O plano era simples, quase simples demais. Katya venderia seu apartamento — por cerca de doze milhões. Esse dinheiro iria para a construção. Viktor cuidaria de tudo: escolheria a equipe, organizaria o trabalho, e até o inverno a nova casa estaria pronta.

— Nós somos uma família, querida — disse Viktor, envolvendo-a com os braços. Suas mãos estavam quentes, mas um arrepio frio percorreu o corpo de Katya. — Você entra com o dinheiro, eu faço o trabalho pesado. Isso é justo.

“Justo.”

A palavra ecoava na cabeça de Katya. Ela queria tanto acreditar nisso. Afinal, família significa que tudo é compartilhado, não é? Não se pode ser egoísta quando se trata do futuro do filho.

— Está bem — disse ela finalmente, em voz baixa. — Vou colocar o apartamento à venda.

Galina Petrovna sorriu.

Um sorriso largo, gentil — mas os olhos permaneceram frios.

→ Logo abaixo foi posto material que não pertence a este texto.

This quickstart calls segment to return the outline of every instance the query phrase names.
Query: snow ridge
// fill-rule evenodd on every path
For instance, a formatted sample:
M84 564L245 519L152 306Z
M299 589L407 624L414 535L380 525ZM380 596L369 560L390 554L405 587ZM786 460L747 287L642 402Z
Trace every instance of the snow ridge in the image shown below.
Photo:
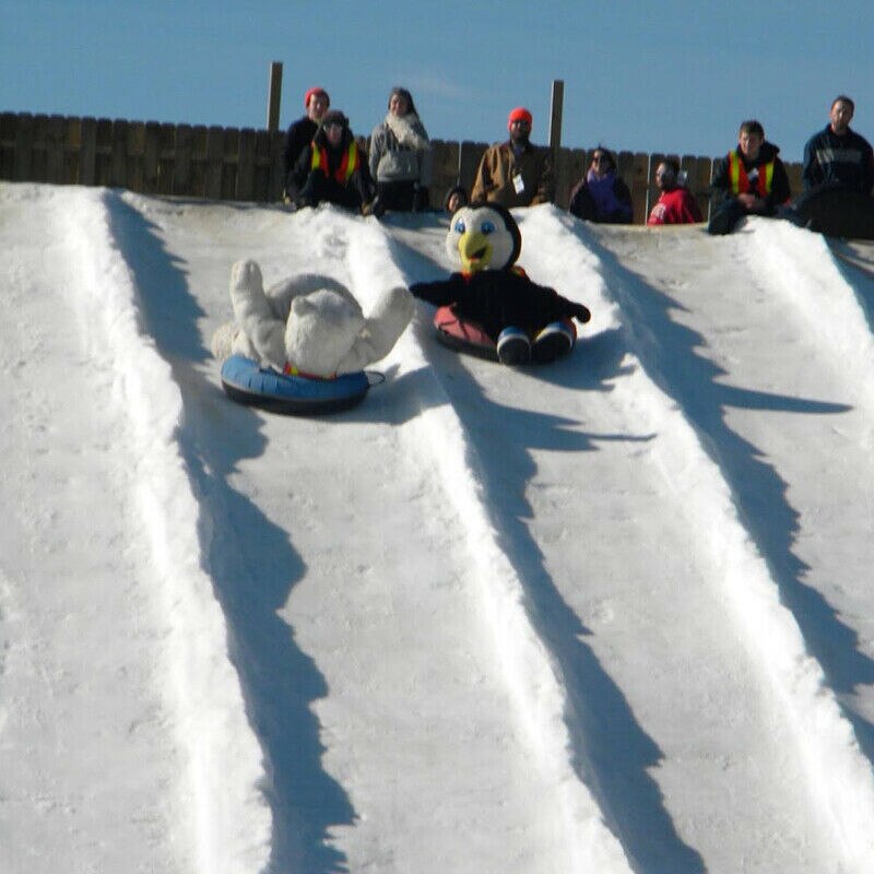
M752 257L764 264L775 292L787 299L787 311L807 321L824 347L840 350L836 367L858 402L871 411L874 423L874 338L870 318L855 290L847 281L837 256L825 237L788 222L759 220L745 234ZM874 424L865 446L874 447Z
M114 244L115 194L73 189L69 243L80 252L75 292L90 330L90 353L114 373L117 403L130 423L143 528L151 542L168 706L186 751L179 810L193 808L198 871L261 870L269 857L270 815L258 783L259 745L246 722L237 676L227 658L226 627L211 580L200 567L198 503L175 440L182 404L169 365L138 324L137 287Z
M370 232L367 255L357 246L365 243L364 232L353 239L351 268L356 271L356 253L362 269L370 268L370 259L394 264L388 235L382 237L385 258L375 257L378 245ZM394 271L399 269L393 267ZM397 283L410 284L400 272ZM429 331L428 331L429 334ZM466 552L472 567L472 584L477 589L484 619L493 635L494 646L504 666L504 682L516 702L515 718L522 725L531 745L532 757L546 780L556 787L564 832L567 836L566 871L598 871L603 874L630 871L622 845L607 827L603 813L580 781L570 761L572 741L567 714L572 710L567 689L548 647L532 624L527 607L524 583L500 546L500 532L495 529L483 495L481 461L475 444L465 434L452 406L451 393L440 381L439 373L429 366L423 342L413 332L401 339L399 346L405 366L427 368L435 383L434 391L442 403L423 408L412 423L416 444L430 450L435 471L441 476L447 500L462 520L466 533Z
M789 271L790 263L804 263L802 247L807 235L796 237L795 233L804 232L771 228L771 225L776 223L767 228L757 226L751 235L752 245L760 247L763 263L768 262L766 251L770 257L775 250L783 252L787 272L782 265L775 270L775 285L784 285L787 274L793 276L798 280L795 293L805 299L811 311L815 311L815 294L820 290L816 277L805 286L796 271ZM571 247L587 241L577 223L555 209L546 209L532 211L524 229L527 234L536 234L540 257L563 265L568 273L568 284L577 279L571 271L574 262L567 258ZM763 239L757 240L760 234ZM773 239L773 235L779 239ZM820 257L816 263L823 260L826 259ZM670 397L682 393L672 391L672 376L662 366L666 352L660 338L650 330L635 299L635 290L629 287L624 275L612 271L606 261L602 274L602 282L593 276L594 283L600 284L598 292L616 302L629 345L650 376L647 394L637 393L637 414L645 411L661 434L670 435L662 444L670 446L670 451L658 450L657 461L665 481L682 495L676 501L677 511L686 513L689 524L700 532L700 541L712 547L710 579L719 587L753 663L767 676L786 714L783 721L788 731L795 735L799 755L808 775L810 803L819 810L824 823L835 834L835 846L840 852L836 860L838 870L867 871L874 858L871 764L862 754L850 722L841 713L822 666L807 654L794 616L781 604L779 587L739 516L731 487L722 473L718 447L698 432L682 402L677 406ZM834 276L828 284L835 285ZM839 283L837 296L843 294ZM850 302L836 307L838 314L832 326L843 317L849 319L850 328L832 327L831 330L858 331L859 309L857 306L853 318L852 308ZM870 346L870 335L859 340Z

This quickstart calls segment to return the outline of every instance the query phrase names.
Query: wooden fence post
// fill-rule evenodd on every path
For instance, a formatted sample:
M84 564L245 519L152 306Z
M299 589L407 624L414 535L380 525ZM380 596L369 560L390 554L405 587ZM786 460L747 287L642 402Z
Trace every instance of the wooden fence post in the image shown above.
M282 61L270 64L270 90L267 95L267 129L280 129L280 99L282 97Z
M562 146L562 113L565 104L565 83L560 79L553 80L550 98L550 149L553 157Z

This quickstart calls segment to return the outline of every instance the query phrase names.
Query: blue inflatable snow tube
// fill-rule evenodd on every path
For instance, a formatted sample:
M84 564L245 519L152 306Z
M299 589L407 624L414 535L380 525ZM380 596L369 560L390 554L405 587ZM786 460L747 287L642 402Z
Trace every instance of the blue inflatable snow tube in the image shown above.
M232 355L222 365L222 388L228 398L285 415L318 415L359 403L370 380L364 370L335 379L308 379L259 367L251 358Z

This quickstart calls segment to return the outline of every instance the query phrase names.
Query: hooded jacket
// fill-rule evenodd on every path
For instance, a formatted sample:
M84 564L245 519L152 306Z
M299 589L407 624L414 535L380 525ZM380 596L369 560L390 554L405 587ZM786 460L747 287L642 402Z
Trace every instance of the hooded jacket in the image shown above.
M370 134L370 176L377 182L430 185L430 140L418 116L389 113Z

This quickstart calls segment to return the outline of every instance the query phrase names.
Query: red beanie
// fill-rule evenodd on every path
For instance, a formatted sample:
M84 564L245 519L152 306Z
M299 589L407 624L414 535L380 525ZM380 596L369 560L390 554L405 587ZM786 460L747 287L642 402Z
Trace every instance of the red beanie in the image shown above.
M524 106L517 106L516 109L510 110L510 117L507 119L507 130L512 127L513 121L528 121L530 125L533 120L531 113Z
M320 87L312 87L304 95L304 109L309 108L309 98L316 94L321 94L324 97L326 103L328 106L331 105L331 98L328 96L328 92L324 88Z

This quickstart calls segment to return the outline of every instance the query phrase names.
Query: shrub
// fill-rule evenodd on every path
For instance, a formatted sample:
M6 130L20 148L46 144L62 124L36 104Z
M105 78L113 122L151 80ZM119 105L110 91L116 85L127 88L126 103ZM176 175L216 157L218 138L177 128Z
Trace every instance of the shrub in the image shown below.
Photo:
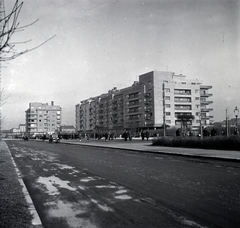
M239 136L204 137L160 137L152 142L153 146L202 148L217 150L240 150Z

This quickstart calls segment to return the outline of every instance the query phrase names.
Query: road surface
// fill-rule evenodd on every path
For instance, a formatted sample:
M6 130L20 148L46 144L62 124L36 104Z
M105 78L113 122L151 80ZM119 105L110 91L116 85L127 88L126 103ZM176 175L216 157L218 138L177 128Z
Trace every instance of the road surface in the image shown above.
M240 163L7 144L45 228L240 227Z

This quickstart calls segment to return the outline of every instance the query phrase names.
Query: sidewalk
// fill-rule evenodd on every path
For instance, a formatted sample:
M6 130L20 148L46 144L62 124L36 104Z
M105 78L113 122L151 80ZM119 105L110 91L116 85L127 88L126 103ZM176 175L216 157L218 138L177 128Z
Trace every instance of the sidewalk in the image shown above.
M85 145L94 147L107 147L123 150L134 150L148 153L160 153L169 155L181 155L195 158L224 159L230 161L240 161L240 151L231 150L206 150L195 148L179 148L179 147L163 147L152 146L151 140L133 139L132 141L124 141L124 139L114 139L106 141L101 140L61 140L61 143Z
M133 139L124 141L123 139L114 139L106 141L101 140L61 140L60 143L71 145L83 145L93 147L116 148L122 150L139 151L143 153L159 153L168 155L188 156L195 158L223 159L228 161L240 161L240 151L226 150L204 150L175 147L151 146L151 140L142 141ZM11 156L11 153L4 141L0 142L0 227L42 227L40 218L31 201L27 189L22 181L18 168ZM9 191L11 189L11 191ZM22 197L24 196L24 197ZM25 199L24 199L25 198ZM26 203L28 211L26 209ZM19 205L22 209L19 208ZM18 211L16 211L18 209ZM9 211L10 210L10 211ZM22 210L19 213L19 210ZM30 212L30 214L29 214ZM9 217L9 214L11 216ZM20 216L20 217L19 217ZM10 221L9 221L10 219ZM8 220L8 221L7 221ZM25 226L18 226L18 220L25 223ZM11 224L11 221L15 221ZM8 224L6 226L6 223ZM10 224L9 224L10 223ZM18 224L18 225L16 225Z
M0 186L0 227L43 227L4 141L0 142Z

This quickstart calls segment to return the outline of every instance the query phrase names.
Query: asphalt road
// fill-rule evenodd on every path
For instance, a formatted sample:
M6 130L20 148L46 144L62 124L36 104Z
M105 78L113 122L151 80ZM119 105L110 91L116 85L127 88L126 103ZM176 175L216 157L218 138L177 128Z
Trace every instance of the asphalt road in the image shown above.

As semanas seguintes passaram em um ritmo frenético. Viktor vivia mergulhado em projetos, orçamentos e catálogos. Ele falava apenas de concreto, aço e janelas enormes. Katya, por sua vez, economizava. Em tudo.

No sábado, durante as compras, ela ficou muito tempo diante da prateleira de laticínios. O médico recomendou cálcio e vitaminas. As vitaminas eram caras. O queijo cottage estava em promoção.

Na cesta havia carnes caras para Viktor e um chá especial para a sogra. Para si mesma, ela pegou apenas o queijo cottage.

No caixa, o terminal apitou: “Fundos insuficientes.”

O rosto de Katya ficou vermelho. A fila atrás dela murmurou impaciente.

Ela ligou para Viktor.

— Você pode transferir um pouco? Fiquei sem dinheiro.

A resposta veio imediatamente, em um tom animado e entusiasmado.

“Coloquei todo o dinheiro no adiantamento do concreto! Estamos construindo! Aguenta firme!”

Katya silenciosamente devolveu o queijo cottage. A carne também. O chá também.

Naquela noite, ela cozinhou. Viktor comeu com apetite, brindou com vinho, falou sobre planos. Katya ficou em silêncio.

— Aliás, o que vamos fazer com a papelada? — perguntou com cautela.

O rosto de Viktor se contraiu por um instante.

— Depois. Isso não é importante agora.

Naquela noite, Katya não dormiu.

No dia seguinte, almoço na casa da sogra. Galina mostrava orgulhosa os projetos para uma amiga.

— Aqui será o jardim de inverno. E aqui, o meu ateliê.

Katya congelou.

— Mas… nós planejamos o quarto do bebê ali…

O sorriso de Galina congelou.

— Meu terreno — disse ela em voz baixa. — Minhas regras.

Essa foi a primeira rachadura.

Naquela noite, Katya solicitou o registro de propriedade.

O documento era claro: o terreno pertencia exclusivamente a Galina.

Nenhuma doação. Nenhuma copropriedade.

Katya entendeu: se uma casa fosse construída ali, não seria dela.

Seria da sogra.

No silêncio da noite, o telefone do marido acendeu.

Uma mensagem.

“Não pressione muito. Se ela vender o apartamento, depois não vai poder voltar atrás. Está grávida. Não terá para onde ir.”

Katya ficou olhando para a tela por muito tempo.

Algo dentro dela finalmente se quebrou.

Nos dias seguintes, ela fingiu.

Foi gentil. Obediente. Concordava com tudo.

Até que, numa manhã, sugeriu:

— Faça um empréstimo. Enquanto isso, podemos começar a construção.

Viktor hesitou. Depois concordou.

Ele pegou três milhões e meio.

A construção começou. O concreto era despejado no chão.

Katya observava.

E esperava.

No dia do contrato, ela não foi.

Ficou em casa. Assou uma torta.

Quando Viktor ligou, ela respondeu calmamente:

— Não vou vender o apartamento.

Houve silêncio do outro lado da linha.

— E o empréstimo?! — gritou Viktor finalmente.

— Não sei — respondeu Katya. — Peça para sua mãe.

A conversa foi curta.

O casamento acabou.

Katya foi até a janela. A luz do sol transformava o velho parquet em dourado.

A casa permanecia.

Forte.

Como ela.

E pela primeira vez em semanas, ela não se sentia mal.